Née en 1972, j’habite le Pas-De-Calais et travaille en entreprise dans les Ressources Humaines. J’ai d’abord connu le site internet des Auxiliatrices, par une amie qui a voulu me faire découvrir la vocation de sa propre amie, devenue Auxiliatrice. Je cherchais comment vivre davantage de la spiritualité ignatienne. La conclusion a été de contacter le Groupe des Amis. Me voilà donc, accueillie depuis mai 2016. J’y apprends à partager ma vie selon un aspect du charisme, par exemple « aider à tout bien quel qu’il soit » avec une préférence pour « ceux que l’on oublie ». La notion de « Communion des Saints » s’est élargie et approfondie pour moi. « Il n’y a pas de frontière à l’Amour ». Et désormais, je mets des mots sur ce que j’essaie de vivre, à ma petite mesure dans le quotidien : être proche de celui qui vit « des situations de passage », aider « à atteindre le but de sa création ». A mon tour, je peux dire, en parlant du Groupe : « Venez et voyez ! »

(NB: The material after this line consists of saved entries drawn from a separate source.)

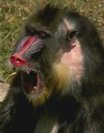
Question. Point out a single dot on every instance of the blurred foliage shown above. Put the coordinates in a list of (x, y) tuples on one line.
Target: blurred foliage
[(13, 14)]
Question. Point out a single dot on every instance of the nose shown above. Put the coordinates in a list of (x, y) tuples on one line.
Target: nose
[(17, 60)]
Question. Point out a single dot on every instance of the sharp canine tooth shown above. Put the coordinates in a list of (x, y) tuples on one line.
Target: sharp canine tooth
[(35, 88)]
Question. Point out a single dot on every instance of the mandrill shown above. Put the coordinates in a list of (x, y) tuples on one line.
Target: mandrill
[(60, 83)]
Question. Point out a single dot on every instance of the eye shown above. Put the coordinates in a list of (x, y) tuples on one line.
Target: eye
[(44, 34), (70, 35)]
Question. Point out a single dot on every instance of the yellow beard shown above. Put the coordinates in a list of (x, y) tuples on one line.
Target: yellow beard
[(59, 79), (41, 98), (60, 76)]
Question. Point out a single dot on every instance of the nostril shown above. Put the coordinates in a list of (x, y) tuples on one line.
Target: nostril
[(17, 60)]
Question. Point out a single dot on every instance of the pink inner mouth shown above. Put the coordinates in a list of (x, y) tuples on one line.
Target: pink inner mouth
[(32, 83)]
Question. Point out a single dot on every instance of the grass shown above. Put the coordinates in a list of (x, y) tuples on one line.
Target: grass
[(14, 13)]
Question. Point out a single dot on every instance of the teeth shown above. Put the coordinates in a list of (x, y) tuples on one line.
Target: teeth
[(35, 88)]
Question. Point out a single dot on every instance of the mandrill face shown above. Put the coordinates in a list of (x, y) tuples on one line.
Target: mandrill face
[(51, 63)]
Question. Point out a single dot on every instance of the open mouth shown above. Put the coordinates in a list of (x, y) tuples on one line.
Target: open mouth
[(32, 82)]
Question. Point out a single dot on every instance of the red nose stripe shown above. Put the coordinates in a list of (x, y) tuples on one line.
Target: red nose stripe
[(17, 58)]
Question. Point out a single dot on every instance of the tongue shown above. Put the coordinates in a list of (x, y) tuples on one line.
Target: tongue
[(29, 81)]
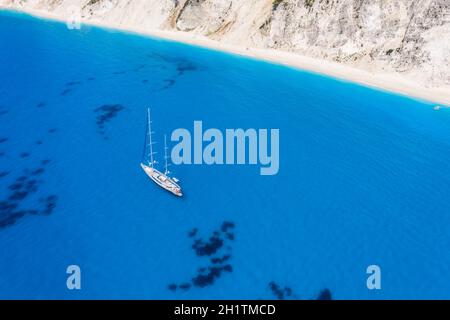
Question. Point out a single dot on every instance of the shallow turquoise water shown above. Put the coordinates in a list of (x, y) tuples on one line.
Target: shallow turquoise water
[(364, 175)]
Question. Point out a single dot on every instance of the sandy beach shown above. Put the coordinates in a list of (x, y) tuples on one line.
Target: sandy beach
[(391, 82)]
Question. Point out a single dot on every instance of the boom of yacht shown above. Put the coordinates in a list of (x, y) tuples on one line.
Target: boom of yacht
[(161, 179)]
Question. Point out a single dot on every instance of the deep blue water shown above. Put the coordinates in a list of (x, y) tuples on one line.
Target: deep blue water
[(364, 176)]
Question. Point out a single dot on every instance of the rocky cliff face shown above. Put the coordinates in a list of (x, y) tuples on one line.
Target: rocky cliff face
[(411, 37)]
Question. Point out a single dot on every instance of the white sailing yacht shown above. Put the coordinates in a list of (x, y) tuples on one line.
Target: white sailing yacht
[(161, 179)]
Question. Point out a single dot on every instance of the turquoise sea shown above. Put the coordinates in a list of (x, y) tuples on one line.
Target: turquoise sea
[(364, 176)]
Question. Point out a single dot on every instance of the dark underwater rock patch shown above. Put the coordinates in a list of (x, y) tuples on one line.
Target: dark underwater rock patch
[(181, 66), (325, 294), (192, 233), (21, 189), (65, 92), (215, 249), (105, 114), (73, 83), (279, 292), (3, 174), (168, 83)]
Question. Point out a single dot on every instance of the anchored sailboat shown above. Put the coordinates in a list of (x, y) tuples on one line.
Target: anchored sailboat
[(161, 179)]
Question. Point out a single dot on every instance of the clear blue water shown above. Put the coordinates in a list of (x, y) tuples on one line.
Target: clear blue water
[(364, 175)]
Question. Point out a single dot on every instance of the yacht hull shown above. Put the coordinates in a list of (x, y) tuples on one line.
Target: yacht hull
[(162, 180)]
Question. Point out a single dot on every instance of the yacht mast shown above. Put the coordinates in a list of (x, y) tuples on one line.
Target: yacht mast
[(150, 143), (166, 157)]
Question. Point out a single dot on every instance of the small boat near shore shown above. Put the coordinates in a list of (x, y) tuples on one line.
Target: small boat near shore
[(148, 165)]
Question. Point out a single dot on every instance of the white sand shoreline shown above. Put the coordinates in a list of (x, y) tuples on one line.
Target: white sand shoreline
[(391, 82)]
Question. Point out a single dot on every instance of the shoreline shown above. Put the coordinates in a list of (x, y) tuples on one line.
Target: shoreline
[(388, 82)]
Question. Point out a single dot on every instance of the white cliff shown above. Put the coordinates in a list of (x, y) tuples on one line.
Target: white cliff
[(410, 38)]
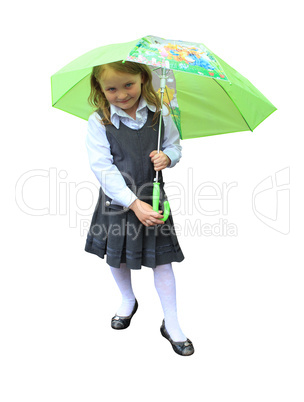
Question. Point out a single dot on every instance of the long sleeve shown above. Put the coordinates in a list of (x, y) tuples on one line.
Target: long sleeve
[(101, 162)]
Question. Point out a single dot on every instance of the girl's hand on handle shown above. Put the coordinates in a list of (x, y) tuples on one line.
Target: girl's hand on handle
[(145, 213), (160, 160)]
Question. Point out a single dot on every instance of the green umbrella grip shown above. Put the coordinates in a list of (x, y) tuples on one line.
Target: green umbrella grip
[(155, 202)]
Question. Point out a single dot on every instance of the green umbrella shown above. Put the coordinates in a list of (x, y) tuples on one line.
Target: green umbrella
[(207, 96)]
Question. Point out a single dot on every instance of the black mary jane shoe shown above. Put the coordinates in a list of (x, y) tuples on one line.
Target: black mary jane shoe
[(119, 322), (182, 348)]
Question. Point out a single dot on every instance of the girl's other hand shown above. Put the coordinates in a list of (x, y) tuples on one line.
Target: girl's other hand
[(145, 213), (160, 160)]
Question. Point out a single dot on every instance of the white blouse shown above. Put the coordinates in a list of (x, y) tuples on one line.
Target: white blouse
[(101, 159)]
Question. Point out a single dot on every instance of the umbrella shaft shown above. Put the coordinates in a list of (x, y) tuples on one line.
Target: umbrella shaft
[(162, 90)]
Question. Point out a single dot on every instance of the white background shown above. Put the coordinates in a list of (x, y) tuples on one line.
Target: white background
[(240, 297)]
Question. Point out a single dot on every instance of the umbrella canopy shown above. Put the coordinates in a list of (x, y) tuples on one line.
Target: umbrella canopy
[(207, 96)]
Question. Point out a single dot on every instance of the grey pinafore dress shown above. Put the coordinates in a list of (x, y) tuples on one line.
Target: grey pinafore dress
[(116, 231)]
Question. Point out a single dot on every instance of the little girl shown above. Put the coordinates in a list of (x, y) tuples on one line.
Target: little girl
[(121, 142)]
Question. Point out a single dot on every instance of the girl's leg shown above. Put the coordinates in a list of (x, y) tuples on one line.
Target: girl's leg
[(164, 281), (122, 277)]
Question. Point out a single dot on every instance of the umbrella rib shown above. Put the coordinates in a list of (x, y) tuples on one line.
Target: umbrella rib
[(233, 103), (172, 114), (69, 90)]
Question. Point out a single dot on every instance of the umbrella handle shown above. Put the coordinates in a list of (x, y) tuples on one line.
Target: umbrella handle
[(155, 202)]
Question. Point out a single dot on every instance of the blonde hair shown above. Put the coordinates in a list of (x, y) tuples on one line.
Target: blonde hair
[(97, 97)]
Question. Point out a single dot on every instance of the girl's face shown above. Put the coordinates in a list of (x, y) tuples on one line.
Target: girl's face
[(122, 89)]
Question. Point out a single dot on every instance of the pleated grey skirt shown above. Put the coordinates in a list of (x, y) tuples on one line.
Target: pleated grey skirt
[(118, 234)]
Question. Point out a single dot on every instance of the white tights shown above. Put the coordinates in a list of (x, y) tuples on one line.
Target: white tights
[(164, 282)]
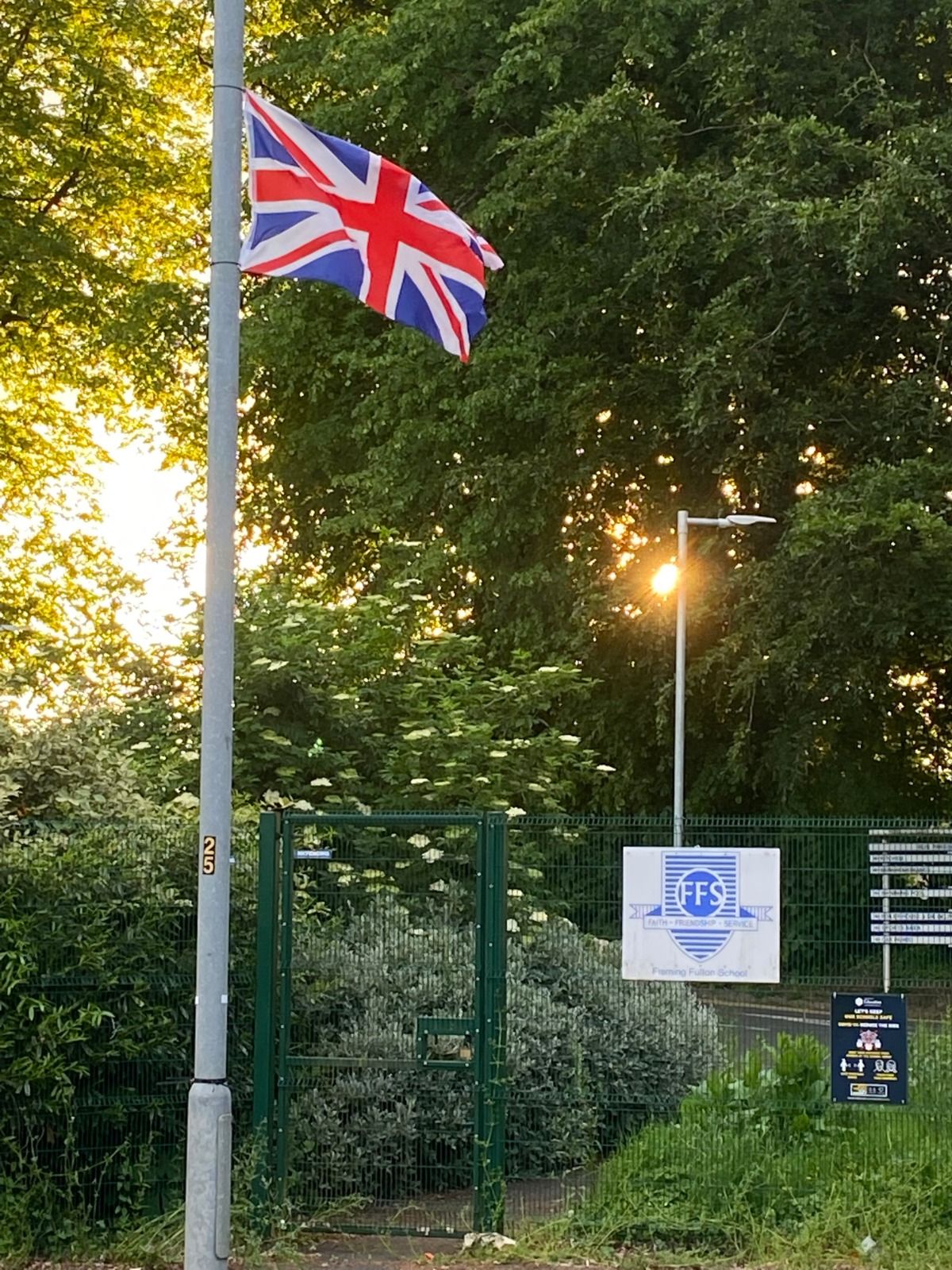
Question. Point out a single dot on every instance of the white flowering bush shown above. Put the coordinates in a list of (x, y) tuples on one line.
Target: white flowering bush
[(589, 1057)]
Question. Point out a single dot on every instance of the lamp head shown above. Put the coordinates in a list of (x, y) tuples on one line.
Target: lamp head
[(749, 520)]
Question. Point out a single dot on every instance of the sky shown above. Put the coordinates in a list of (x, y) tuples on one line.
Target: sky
[(140, 501)]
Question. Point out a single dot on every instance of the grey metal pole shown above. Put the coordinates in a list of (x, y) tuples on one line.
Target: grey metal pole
[(209, 1165), (679, 660)]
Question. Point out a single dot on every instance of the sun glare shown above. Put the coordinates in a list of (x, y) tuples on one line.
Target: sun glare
[(666, 579)]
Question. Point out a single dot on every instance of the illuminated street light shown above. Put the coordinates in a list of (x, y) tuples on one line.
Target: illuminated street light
[(666, 579), (685, 520)]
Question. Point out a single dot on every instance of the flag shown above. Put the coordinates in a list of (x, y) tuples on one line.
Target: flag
[(325, 209)]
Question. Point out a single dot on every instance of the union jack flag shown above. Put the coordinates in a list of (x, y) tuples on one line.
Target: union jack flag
[(325, 209)]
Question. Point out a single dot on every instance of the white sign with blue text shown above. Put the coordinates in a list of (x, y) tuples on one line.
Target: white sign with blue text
[(706, 914)]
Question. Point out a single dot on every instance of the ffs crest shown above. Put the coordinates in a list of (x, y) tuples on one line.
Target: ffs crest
[(701, 906)]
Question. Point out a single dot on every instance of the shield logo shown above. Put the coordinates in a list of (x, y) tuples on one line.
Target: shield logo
[(701, 897)]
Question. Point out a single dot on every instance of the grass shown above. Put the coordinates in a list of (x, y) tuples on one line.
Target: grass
[(761, 1168)]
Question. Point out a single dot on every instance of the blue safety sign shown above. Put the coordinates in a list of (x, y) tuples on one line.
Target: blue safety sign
[(869, 1048)]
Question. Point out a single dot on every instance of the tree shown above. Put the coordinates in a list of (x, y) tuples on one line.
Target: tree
[(725, 228), (368, 704), (102, 186)]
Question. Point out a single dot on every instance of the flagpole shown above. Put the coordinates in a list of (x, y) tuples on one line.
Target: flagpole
[(209, 1165)]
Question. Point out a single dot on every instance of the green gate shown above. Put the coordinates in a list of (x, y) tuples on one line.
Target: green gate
[(381, 1003)]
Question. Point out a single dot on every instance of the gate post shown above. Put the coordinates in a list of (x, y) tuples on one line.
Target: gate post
[(266, 1003), (490, 1006)]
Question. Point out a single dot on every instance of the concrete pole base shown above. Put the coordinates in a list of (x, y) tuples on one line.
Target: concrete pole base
[(209, 1178)]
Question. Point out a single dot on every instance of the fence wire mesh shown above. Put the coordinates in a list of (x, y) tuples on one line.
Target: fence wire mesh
[(97, 983), (689, 1087), (612, 1089)]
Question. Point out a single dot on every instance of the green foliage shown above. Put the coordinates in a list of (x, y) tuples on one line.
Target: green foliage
[(588, 1056), (368, 702), (725, 232), (69, 768), (782, 1090), (97, 981), (102, 181), (761, 1165)]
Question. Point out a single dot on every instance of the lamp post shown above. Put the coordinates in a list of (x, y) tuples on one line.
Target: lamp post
[(685, 521)]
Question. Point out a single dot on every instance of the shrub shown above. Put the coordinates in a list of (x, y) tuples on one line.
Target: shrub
[(589, 1057)]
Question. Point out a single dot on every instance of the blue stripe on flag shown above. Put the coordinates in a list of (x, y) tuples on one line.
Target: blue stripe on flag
[(413, 310), (270, 224), (266, 146), (471, 304), (352, 156), (343, 267)]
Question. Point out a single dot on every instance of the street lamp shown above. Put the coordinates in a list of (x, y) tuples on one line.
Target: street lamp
[(685, 520)]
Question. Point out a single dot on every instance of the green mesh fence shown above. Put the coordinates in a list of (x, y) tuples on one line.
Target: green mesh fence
[(368, 975), (761, 1051), (376, 987)]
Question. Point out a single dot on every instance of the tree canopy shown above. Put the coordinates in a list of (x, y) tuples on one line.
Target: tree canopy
[(725, 229)]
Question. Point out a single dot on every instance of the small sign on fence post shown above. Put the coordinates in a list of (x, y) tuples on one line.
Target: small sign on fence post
[(869, 1048), (702, 914)]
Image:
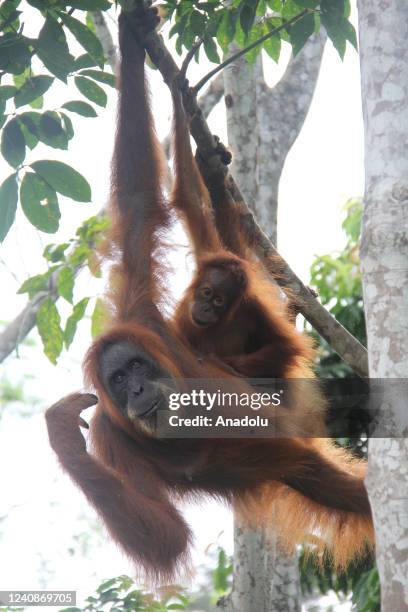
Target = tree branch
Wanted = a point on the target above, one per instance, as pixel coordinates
(105, 37)
(245, 50)
(334, 333)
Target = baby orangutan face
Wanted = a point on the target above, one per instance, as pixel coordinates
(218, 289)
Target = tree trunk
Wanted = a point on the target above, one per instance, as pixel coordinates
(384, 261)
(262, 126)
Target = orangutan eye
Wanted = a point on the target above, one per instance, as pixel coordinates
(134, 364)
(118, 377)
(206, 292)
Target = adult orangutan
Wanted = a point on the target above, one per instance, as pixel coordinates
(133, 476)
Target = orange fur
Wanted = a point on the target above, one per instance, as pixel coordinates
(132, 477)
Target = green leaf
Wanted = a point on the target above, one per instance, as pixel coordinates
(290, 9)
(90, 5)
(197, 23)
(84, 61)
(39, 203)
(35, 284)
(224, 33)
(247, 16)
(7, 91)
(49, 328)
(210, 49)
(68, 127)
(91, 90)
(33, 88)
(308, 3)
(65, 283)
(8, 204)
(55, 252)
(275, 5)
(99, 317)
(37, 103)
(273, 44)
(50, 131)
(255, 33)
(78, 313)
(13, 143)
(85, 37)
(29, 123)
(52, 49)
(301, 31)
(64, 179)
(100, 75)
(15, 54)
(82, 108)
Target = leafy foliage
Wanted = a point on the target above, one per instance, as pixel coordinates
(21, 88)
(337, 279)
(64, 261)
(245, 21)
(122, 595)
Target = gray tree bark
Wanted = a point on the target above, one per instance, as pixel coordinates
(383, 29)
(262, 126)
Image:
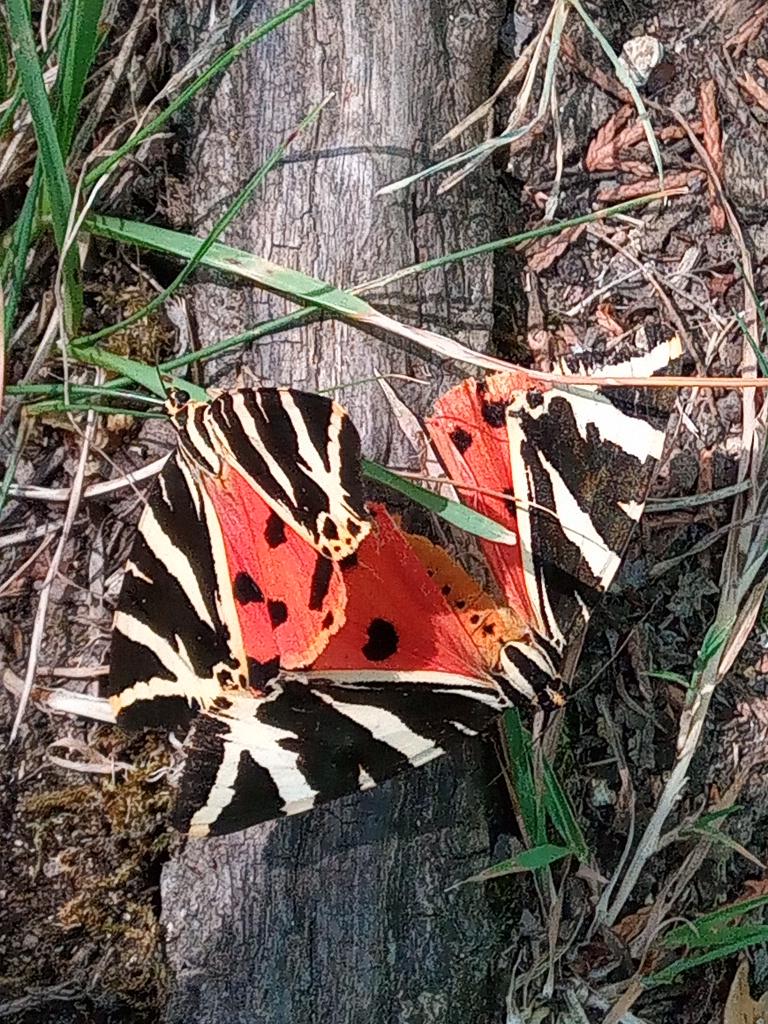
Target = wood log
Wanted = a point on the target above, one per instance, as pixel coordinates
(342, 915)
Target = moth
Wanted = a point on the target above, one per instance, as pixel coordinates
(306, 646)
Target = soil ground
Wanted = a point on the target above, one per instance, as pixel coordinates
(80, 935)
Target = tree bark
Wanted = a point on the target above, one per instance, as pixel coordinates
(342, 915)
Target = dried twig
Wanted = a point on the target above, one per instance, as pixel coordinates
(42, 608)
(748, 31)
(543, 256)
(632, 189)
(754, 89)
(713, 143)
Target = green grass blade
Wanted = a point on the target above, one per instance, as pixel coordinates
(204, 248)
(57, 185)
(526, 860)
(220, 65)
(48, 408)
(453, 512)
(76, 52)
(670, 974)
(293, 284)
(562, 816)
(24, 230)
(5, 88)
(147, 377)
(759, 355)
(521, 762)
(712, 924)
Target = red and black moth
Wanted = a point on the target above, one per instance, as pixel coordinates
(308, 647)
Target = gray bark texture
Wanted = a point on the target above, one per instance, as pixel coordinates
(342, 915)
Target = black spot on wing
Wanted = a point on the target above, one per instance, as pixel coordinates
(461, 438)
(261, 673)
(278, 612)
(157, 601)
(535, 398)
(246, 590)
(322, 576)
(330, 747)
(306, 499)
(274, 532)
(330, 530)
(382, 642)
(159, 713)
(315, 414)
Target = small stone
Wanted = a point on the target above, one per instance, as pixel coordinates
(639, 56)
(729, 410)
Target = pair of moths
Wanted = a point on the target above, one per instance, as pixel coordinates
(304, 644)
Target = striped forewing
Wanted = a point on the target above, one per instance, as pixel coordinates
(583, 460)
(311, 739)
(176, 644)
(299, 452)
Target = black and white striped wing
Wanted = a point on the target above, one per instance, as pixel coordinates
(583, 459)
(308, 741)
(176, 644)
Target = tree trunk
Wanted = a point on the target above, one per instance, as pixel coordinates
(342, 915)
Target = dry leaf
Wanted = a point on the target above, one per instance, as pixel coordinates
(601, 151)
(754, 89)
(739, 1007)
(630, 927)
(748, 31)
(543, 256)
(713, 142)
(605, 82)
(614, 194)
(606, 320)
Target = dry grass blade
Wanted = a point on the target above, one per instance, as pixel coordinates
(742, 585)
(61, 495)
(42, 608)
(486, 105)
(713, 142)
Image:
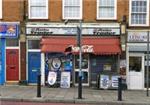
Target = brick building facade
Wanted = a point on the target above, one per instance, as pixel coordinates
(36, 31)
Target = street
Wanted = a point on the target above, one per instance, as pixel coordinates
(33, 103)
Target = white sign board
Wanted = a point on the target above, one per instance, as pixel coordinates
(65, 80)
(52, 76)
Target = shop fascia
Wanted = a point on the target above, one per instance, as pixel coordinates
(71, 29)
(137, 36)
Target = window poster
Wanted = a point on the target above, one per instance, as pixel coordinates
(52, 76)
(114, 80)
(107, 67)
(104, 81)
(65, 80)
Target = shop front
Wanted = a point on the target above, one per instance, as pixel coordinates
(100, 55)
(9, 56)
(100, 47)
(136, 59)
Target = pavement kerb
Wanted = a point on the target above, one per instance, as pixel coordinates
(74, 101)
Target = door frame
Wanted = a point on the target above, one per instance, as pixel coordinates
(88, 70)
(130, 54)
(18, 48)
(30, 50)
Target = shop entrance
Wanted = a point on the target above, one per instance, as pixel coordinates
(85, 70)
(12, 64)
(34, 65)
(136, 71)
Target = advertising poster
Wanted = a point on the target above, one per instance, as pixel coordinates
(52, 76)
(104, 81)
(65, 80)
(114, 80)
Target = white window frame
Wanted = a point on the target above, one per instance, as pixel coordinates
(73, 18)
(1, 2)
(107, 18)
(147, 14)
(29, 9)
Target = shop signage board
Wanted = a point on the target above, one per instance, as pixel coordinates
(9, 30)
(65, 80)
(52, 76)
(47, 31)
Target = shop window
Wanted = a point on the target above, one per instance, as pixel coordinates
(72, 9)
(0, 9)
(145, 77)
(106, 9)
(139, 12)
(12, 42)
(84, 61)
(33, 44)
(135, 64)
(38, 9)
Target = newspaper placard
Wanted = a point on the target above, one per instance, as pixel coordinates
(65, 80)
(114, 80)
(104, 81)
(52, 76)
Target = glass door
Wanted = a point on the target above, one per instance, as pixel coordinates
(85, 70)
(136, 71)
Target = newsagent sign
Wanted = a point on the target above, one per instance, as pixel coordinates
(47, 31)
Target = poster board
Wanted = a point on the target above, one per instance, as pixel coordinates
(104, 81)
(52, 76)
(65, 80)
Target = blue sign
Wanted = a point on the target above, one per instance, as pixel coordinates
(9, 30)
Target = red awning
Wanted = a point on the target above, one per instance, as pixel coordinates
(95, 45)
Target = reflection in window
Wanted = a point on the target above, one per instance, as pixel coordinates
(84, 61)
(135, 64)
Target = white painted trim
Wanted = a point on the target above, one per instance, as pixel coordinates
(106, 18)
(42, 69)
(29, 13)
(73, 18)
(1, 9)
(147, 16)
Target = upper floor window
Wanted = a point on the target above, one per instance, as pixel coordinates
(38, 9)
(0, 9)
(72, 9)
(106, 9)
(139, 13)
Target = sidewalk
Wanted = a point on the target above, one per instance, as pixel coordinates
(90, 95)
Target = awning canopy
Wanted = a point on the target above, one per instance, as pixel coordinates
(95, 45)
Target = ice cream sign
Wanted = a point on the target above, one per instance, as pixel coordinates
(9, 30)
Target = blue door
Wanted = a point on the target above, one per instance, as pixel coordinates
(2, 61)
(34, 65)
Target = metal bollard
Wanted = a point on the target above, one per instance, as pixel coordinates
(39, 85)
(119, 89)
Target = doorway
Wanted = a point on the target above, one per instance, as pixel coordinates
(85, 70)
(136, 71)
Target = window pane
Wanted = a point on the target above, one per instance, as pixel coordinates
(106, 8)
(34, 44)
(72, 12)
(72, 8)
(139, 12)
(38, 11)
(12, 43)
(106, 12)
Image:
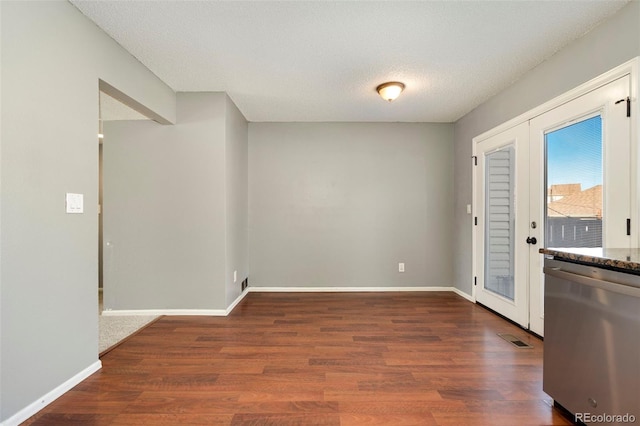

La fraternité des Auxiliatrices séculières

Les Auxiliatrices Séculières sont des femmes baptisées qui ont entendu et accueilli l’appel singulier de Dieu à consacrer leur vie en restant « dans le monde, sans être du monde » et l’ont voulu « coloré » par le souffle fondateur qui a été inspiré par Marie de la Providence.

Elles vivent seules ou en famille, dans la dispersion, et prennent en charge leur vie quotidienne. Chacune exerce ou a exercé une profession qui est le lieu de son engagement séculier. Elles cherchent et désirent témoigner de l’Evangile, là où elles sont naturellement insérées. La spiritualité ignatienne et le charisme de Marie de la Providence sont à la base de leur formation. Cette formation se prolonge au travers des liens de communion fraternelle et dans les échanges.

Leurs sensibilités, marquées par le charisme les conduisent à partager et à accompagner le pèlerinage de tout être humain dans les traversées de cette vie et de l’au-delà.

Cette forme de vie consacrée est née à la suite de Vatican II. Aujourd’hui les Auxiliatrices Séculières sont une trentaine, elles vivent dispersées au Japon, en France, en Belgique, en Espagne, en Italie, au Mexique et en Colombie.